Functions are blocks of code that run on demand without the need to manage any infrastructure. Develop on your local machine, test your code from the command line (using doctl
), then deploy to a production namespace or App Platform — no servers required.
The web event (the http
key in the event
parameter passed to your handler function) contains the request’s HTTP headers under the headers
key.
The following headers are always present as keys under headers
:
accept
: The types of content the client is able to use. This can be a single MIME type or a list of multiple types. Common values are text/html
and application/json
.
Multiple accept
headers may be used instead of a single header with a list. The values of multiple headers are merged into a single comma-separated list. More info: MDN: Accept
accept-encoding
: The types of content encoding the client can use, such as gzip
or deflate
. For Functions, this is always gzip
. More info: MDN: Accept-Encoding
content-type
: The MIME type of the data being sent in the request body. For Functions, this is often application/json
or multipart/form-data
. More info: MDN: Content-Type
user-agent
: A string identifying the web browser, library, or other HTTP client making the request. More info: MDN: User-Agent
x-forwarded-for
: The IP address of the client. Can be IPv4 or IPv6. More info: MDN: X-Forwarded-For
x-forwarded-proto
: The protocol the client used to connect. Either http
or https
. More info: MDN: X-Forwarded-Proto
x-request-id
: A unique ID for the function invocation used by internal DigitalOcean monitoring systems.
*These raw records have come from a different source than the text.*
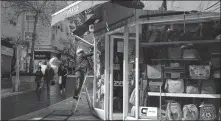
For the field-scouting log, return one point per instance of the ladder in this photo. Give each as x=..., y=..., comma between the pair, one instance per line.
x=84, y=87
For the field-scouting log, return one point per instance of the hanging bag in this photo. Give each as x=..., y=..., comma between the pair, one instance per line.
x=207, y=112
x=132, y=97
x=154, y=71
x=190, y=112
x=174, y=86
x=173, y=111
x=60, y=79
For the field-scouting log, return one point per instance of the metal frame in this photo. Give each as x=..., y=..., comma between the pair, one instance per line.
x=125, y=37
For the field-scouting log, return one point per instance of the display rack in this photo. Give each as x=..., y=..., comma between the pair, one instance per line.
x=147, y=44
x=184, y=69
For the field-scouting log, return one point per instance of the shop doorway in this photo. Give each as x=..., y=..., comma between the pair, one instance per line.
x=116, y=78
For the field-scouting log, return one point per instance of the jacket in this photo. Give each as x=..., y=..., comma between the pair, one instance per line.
x=82, y=63
x=38, y=76
x=49, y=74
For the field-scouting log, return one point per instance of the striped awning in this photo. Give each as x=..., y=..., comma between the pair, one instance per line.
x=73, y=9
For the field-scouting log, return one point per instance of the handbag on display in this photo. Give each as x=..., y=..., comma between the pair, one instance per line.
x=174, y=53
x=59, y=79
x=52, y=82
x=133, y=111
x=216, y=74
x=154, y=71
x=174, y=85
x=190, y=54
x=154, y=36
x=215, y=61
x=207, y=112
x=132, y=98
x=199, y=71
x=208, y=87
x=173, y=111
x=190, y=112
x=186, y=36
x=162, y=113
x=219, y=114
x=154, y=86
x=217, y=37
x=192, y=87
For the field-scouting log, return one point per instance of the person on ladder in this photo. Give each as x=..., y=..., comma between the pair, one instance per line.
x=82, y=66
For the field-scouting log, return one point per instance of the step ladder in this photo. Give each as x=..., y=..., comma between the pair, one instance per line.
x=84, y=87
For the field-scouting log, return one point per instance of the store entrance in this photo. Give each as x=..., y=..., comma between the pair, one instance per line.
x=116, y=77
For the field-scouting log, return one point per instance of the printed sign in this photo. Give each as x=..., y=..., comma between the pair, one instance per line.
x=148, y=112
x=6, y=51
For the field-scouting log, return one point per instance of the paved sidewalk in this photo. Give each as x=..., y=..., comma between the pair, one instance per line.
x=8, y=92
x=54, y=112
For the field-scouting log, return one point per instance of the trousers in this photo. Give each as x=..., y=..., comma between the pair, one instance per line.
x=79, y=81
x=63, y=83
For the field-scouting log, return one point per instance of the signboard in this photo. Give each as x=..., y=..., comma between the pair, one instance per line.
x=42, y=55
x=6, y=51
x=148, y=113
x=73, y=9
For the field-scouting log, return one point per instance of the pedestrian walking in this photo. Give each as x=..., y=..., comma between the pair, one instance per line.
x=82, y=66
x=62, y=72
x=49, y=76
x=38, y=78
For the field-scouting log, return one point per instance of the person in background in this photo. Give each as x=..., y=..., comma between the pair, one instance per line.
x=38, y=77
x=64, y=77
x=62, y=73
x=49, y=76
x=82, y=66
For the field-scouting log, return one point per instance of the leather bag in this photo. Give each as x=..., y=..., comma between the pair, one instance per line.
x=174, y=53
x=207, y=112
x=174, y=86
x=216, y=74
x=208, y=87
x=190, y=112
x=173, y=111
x=154, y=71
x=199, y=71
x=190, y=54
x=132, y=98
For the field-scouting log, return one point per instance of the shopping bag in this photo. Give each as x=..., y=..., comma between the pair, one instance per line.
x=132, y=98
x=59, y=79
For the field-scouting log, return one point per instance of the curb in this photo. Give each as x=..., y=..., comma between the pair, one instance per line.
x=15, y=93
x=48, y=109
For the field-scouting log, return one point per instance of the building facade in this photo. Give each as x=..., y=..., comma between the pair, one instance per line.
x=47, y=44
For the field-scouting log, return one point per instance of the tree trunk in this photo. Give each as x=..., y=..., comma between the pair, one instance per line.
x=34, y=35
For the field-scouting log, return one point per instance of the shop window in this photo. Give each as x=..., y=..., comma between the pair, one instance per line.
x=182, y=69
x=100, y=66
x=30, y=18
x=28, y=34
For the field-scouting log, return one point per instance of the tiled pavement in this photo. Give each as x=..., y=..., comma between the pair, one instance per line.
x=61, y=111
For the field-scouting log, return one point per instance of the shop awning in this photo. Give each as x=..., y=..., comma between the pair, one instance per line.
x=201, y=6
x=176, y=5
x=73, y=9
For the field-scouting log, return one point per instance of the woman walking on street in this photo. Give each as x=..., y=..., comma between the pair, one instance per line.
x=38, y=77
x=49, y=76
x=63, y=72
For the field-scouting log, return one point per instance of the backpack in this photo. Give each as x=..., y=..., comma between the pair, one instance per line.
x=173, y=111
x=174, y=86
x=190, y=112
x=207, y=112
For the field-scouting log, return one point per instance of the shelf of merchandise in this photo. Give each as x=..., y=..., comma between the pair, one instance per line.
x=175, y=60
x=184, y=95
x=146, y=44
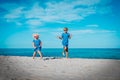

The requesting client or library can add additional headers to the request. The header name is always converted to lowercase and used as a key in the headers
dictionary. The header’s value is always a string.
Additionally, the Functions service may add headers to requests and responses that are not documented in the preceding section. These headers are used internally by Functions infrastructure and may change at any time.